Lowell Leibermann
composer
Liebermann began studying piano at the age of eight. His first published work was a piano sonata, which he introduced at Carnegie Recital Hall just months after his sixteenth birthday. Later he studied composition with David Diamond and Vincent Persichetti at the Juilliard School. He has been composer-in-residence with the Dallas Symphony Orchestra, the Saratoga Performing Arts Center, and the Pacific Music Festival. He joined the composition faculty of Mannes College in 2012, and the following year was appointed head of its composition department. He was the first recipient of the Virgil Thomson Award in 2014, and lives in Weehawken, New Jersey.
Liebermann has written over one hundred thirty works in all kinds of genres. He has written works for Paul Zukovsky, Paula Robison, Gerald Schwarz, Stephen Hough, Mstislav Rostropovich, and James Galway, among others, as well as an opera based on Oscar Wilde’s The Picture of Dorian Gray. His music was used at the 2001 Van Cliburn Competition.

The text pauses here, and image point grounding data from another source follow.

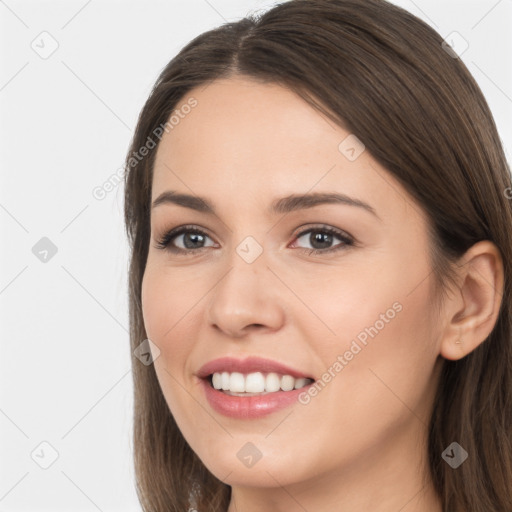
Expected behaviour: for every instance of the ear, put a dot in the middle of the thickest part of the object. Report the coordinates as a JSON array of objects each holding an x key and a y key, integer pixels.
[{"x": 471, "y": 313}]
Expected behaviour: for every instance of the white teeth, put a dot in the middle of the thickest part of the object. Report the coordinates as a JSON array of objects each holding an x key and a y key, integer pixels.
[
  {"x": 217, "y": 380},
  {"x": 300, "y": 383},
  {"x": 225, "y": 381},
  {"x": 256, "y": 382},
  {"x": 237, "y": 382},
  {"x": 272, "y": 382},
  {"x": 287, "y": 382}
]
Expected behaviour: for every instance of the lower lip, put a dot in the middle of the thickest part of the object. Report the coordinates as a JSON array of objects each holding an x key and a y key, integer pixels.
[{"x": 249, "y": 407}]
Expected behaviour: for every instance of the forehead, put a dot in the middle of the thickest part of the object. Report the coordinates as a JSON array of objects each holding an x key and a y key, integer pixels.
[{"x": 245, "y": 140}]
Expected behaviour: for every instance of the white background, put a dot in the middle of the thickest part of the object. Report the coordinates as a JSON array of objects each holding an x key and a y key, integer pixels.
[{"x": 66, "y": 122}]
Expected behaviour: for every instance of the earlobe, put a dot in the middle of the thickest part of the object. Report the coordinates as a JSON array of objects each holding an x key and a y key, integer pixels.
[{"x": 473, "y": 311}]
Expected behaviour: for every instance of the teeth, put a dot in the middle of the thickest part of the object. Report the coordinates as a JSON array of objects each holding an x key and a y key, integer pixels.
[{"x": 256, "y": 382}]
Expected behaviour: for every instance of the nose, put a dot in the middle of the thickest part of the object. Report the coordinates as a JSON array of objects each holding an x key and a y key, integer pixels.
[{"x": 248, "y": 297}]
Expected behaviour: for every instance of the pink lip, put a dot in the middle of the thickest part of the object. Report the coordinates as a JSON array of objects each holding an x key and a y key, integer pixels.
[{"x": 249, "y": 407}]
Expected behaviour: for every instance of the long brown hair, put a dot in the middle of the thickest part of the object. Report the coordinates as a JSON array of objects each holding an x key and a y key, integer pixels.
[{"x": 382, "y": 74}]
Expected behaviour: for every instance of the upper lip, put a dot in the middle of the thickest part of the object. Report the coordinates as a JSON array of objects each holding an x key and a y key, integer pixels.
[{"x": 248, "y": 365}]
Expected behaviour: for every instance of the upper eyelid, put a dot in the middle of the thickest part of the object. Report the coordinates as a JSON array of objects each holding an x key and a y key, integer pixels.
[{"x": 298, "y": 232}]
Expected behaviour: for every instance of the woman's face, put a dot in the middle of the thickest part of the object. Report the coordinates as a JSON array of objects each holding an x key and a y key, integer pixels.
[{"x": 355, "y": 316}]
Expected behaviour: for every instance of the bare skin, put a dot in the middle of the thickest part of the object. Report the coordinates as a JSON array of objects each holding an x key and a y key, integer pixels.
[{"x": 360, "y": 443}]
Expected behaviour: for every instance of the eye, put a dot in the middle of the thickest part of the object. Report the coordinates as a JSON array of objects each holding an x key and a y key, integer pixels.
[
  {"x": 321, "y": 238},
  {"x": 191, "y": 240}
]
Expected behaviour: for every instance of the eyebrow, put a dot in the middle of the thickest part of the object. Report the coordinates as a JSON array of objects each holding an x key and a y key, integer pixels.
[{"x": 283, "y": 205}]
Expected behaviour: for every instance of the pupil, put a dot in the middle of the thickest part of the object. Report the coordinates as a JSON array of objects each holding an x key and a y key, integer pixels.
[
  {"x": 318, "y": 236},
  {"x": 194, "y": 237}
]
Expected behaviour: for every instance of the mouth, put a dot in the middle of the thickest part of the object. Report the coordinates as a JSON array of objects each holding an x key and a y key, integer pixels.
[
  {"x": 255, "y": 383},
  {"x": 252, "y": 387}
]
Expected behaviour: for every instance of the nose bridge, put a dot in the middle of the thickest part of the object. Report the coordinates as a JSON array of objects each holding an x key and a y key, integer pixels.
[{"x": 244, "y": 295}]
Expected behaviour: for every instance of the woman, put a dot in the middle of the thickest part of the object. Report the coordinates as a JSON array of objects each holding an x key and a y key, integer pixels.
[{"x": 317, "y": 207}]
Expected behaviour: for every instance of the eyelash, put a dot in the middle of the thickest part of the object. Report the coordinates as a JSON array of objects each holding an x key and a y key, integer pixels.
[{"x": 164, "y": 243}]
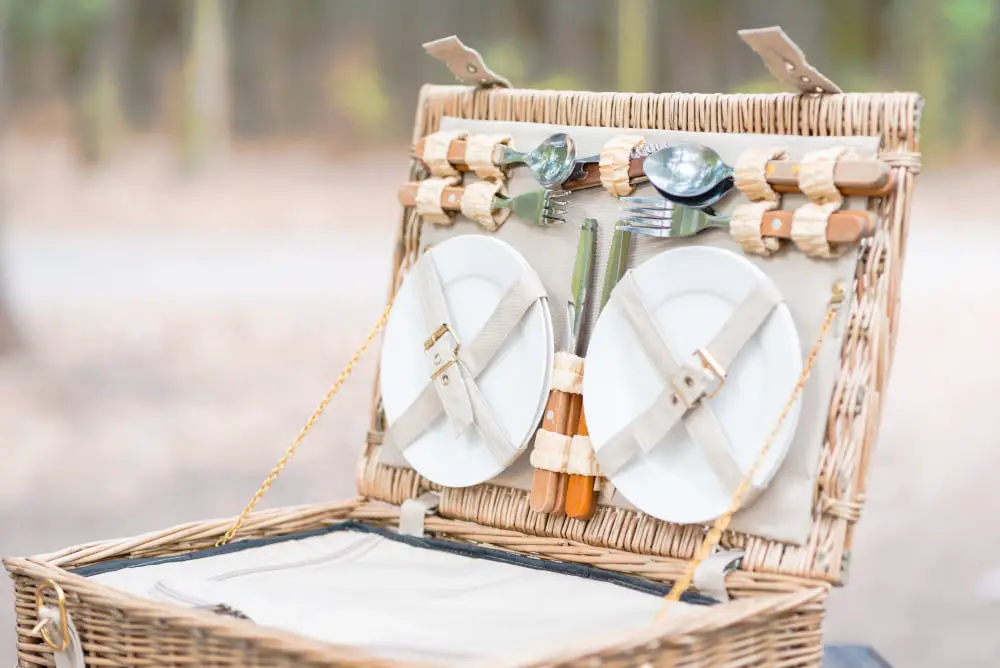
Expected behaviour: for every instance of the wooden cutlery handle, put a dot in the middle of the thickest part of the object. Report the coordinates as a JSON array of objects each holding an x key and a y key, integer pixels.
[
  {"x": 581, "y": 500},
  {"x": 845, "y": 227},
  {"x": 451, "y": 197},
  {"x": 869, "y": 177},
  {"x": 548, "y": 488}
]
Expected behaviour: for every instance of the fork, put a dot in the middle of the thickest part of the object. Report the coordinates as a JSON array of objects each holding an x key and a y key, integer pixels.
[
  {"x": 542, "y": 207},
  {"x": 656, "y": 217}
]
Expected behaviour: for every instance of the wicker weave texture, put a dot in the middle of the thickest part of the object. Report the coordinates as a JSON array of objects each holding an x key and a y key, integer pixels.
[
  {"x": 119, "y": 630},
  {"x": 856, "y": 404}
]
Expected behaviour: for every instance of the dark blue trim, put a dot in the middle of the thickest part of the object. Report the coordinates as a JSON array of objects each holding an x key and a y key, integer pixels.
[{"x": 461, "y": 549}]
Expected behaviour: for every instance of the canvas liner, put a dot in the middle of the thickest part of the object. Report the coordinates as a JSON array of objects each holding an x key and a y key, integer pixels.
[{"x": 779, "y": 589}]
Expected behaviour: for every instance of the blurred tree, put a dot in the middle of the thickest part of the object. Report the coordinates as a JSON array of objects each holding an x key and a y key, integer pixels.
[
  {"x": 9, "y": 336},
  {"x": 100, "y": 116},
  {"x": 205, "y": 113}
]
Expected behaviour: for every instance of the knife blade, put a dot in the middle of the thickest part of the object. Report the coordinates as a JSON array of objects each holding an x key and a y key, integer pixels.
[{"x": 562, "y": 411}]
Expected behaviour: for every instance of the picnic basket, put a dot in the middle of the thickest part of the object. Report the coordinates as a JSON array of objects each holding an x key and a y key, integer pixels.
[{"x": 778, "y": 591}]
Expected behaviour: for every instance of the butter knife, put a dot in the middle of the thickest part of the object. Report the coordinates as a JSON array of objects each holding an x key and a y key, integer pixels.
[
  {"x": 581, "y": 501},
  {"x": 562, "y": 412}
]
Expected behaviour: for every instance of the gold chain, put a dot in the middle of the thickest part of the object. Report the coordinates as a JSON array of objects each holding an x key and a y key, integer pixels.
[
  {"x": 714, "y": 534},
  {"x": 290, "y": 452}
]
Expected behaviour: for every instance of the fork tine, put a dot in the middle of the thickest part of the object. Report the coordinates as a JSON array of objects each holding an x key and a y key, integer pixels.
[{"x": 658, "y": 202}]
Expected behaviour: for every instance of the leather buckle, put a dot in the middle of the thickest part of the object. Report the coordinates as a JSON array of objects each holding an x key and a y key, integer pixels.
[
  {"x": 711, "y": 364},
  {"x": 441, "y": 365}
]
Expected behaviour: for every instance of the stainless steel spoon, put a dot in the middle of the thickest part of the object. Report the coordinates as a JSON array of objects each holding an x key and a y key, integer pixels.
[
  {"x": 689, "y": 174},
  {"x": 551, "y": 162}
]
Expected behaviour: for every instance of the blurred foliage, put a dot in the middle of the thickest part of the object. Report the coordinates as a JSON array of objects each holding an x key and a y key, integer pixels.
[{"x": 349, "y": 70}]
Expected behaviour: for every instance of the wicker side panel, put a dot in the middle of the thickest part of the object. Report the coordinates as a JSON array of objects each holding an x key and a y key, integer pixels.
[
  {"x": 776, "y": 624},
  {"x": 117, "y": 630},
  {"x": 767, "y": 631},
  {"x": 855, "y": 410}
]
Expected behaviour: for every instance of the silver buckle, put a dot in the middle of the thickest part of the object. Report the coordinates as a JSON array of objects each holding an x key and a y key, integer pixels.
[{"x": 442, "y": 366}]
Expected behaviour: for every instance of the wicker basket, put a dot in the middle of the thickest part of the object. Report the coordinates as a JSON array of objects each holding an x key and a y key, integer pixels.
[{"x": 779, "y": 591}]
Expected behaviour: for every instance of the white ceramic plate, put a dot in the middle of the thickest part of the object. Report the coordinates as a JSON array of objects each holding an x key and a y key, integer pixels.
[
  {"x": 691, "y": 292},
  {"x": 475, "y": 271}
]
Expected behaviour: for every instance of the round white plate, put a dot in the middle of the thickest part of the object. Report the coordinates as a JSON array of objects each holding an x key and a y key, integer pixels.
[
  {"x": 475, "y": 272},
  {"x": 691, "y": 292}
]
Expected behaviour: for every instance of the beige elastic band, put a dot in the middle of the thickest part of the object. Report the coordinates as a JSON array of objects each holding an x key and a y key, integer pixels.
[
  {"x": 567, "y": 373},
  {"x": 551, "y": 451},
  {"x": 750, "y": 177},
  {"x": 477, "y": 204},
  {"x": 616, "y": 156},
  {"x": 436, "y": 147},
  {"x": 482, "y": 154},
  {"x": 810, "y": 220},
  {"x": 429, "y": 193},
  {"x": 582, "y": 460}
]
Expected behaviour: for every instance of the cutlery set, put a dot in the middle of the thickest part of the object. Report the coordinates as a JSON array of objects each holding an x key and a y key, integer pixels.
[{"x": 688, "y": 182}]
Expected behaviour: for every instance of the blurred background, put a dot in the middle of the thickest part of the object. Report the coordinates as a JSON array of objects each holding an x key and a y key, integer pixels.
[{"x": 197, "y": 204}]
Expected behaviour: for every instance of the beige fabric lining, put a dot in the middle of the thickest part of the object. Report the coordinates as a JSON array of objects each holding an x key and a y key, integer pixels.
[
  {"x": 615, "y": 161},
  {"x": 436, "y": 147},
  {"x": 429, "y": 192},
  {"x": 481, "y": 155},
  {"x": 751, "y": 180},
  {"x": 477, "y": 204},
  {"x": 810, "y": 220},
  {"x": 551, "y": 451},
  {"x": 567, "y": 373}
]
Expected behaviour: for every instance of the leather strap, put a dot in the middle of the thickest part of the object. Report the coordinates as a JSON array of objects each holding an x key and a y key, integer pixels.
[
  {"x": 428, "y": 200},
  {"x": 750, "y": 177},
  {"x": 689, "y": 383},
  {"x": 786, "y": 61},
  {"x": 477, "y": 204},
  {"x": 435, "y": 155},
  {"x": 616, "y": 158},
  {"x": 481, "y": 155},
  {"x": 464, "y": 62},
  {"x": 454, "y": 367},
  {"x": 810, "y": 221}
]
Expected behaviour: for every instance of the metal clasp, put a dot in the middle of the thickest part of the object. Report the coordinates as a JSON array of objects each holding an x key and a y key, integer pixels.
[
  {"x": 44, "y": 622},
  {"x": 712, "y": 365},
  {"x": 441, "y": 365}
]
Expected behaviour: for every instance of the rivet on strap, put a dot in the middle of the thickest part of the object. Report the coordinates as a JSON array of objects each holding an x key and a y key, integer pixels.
[
  {"x": 810, "y": 220},
  {"x": 786, "y": 61},
  {"x": 750, "y": 178},
  {"x": 464, "y": 62},
  {"x": 477, "y": 204},
  {"x": 429, "y": 193}
]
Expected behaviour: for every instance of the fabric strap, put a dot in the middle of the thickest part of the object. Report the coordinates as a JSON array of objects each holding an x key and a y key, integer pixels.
[
  {"x": 455, "y": 367},
  {"x": 688, "y": 384}
]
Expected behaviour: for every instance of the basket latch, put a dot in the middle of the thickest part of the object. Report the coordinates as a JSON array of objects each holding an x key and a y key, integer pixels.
[
  {"x": 787, "y": 61},
  {"x": 465, "y": 63}
]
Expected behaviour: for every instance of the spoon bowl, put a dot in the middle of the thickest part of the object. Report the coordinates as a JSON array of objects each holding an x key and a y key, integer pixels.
[
  {"x": 551, "y": 162},
  {"x": 689, "y": 173}
]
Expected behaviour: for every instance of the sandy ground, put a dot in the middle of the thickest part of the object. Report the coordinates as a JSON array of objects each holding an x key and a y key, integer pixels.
[{"x": 179, "y": 331}]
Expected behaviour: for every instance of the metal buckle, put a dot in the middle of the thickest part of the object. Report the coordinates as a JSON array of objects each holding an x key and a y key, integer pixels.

Liebermann has written concertos for cello, clarinet, flute, piano, trumpet, and violin. The Piccolo Concerto was commissioned by the National Flute Association and first performed on August 18th, 1996, at the National Flute Association Convention in New York City. The soloist was Jan Gippo (to whom the work is dedicated); Glenn Cortese conducted the New Jersey Symphony.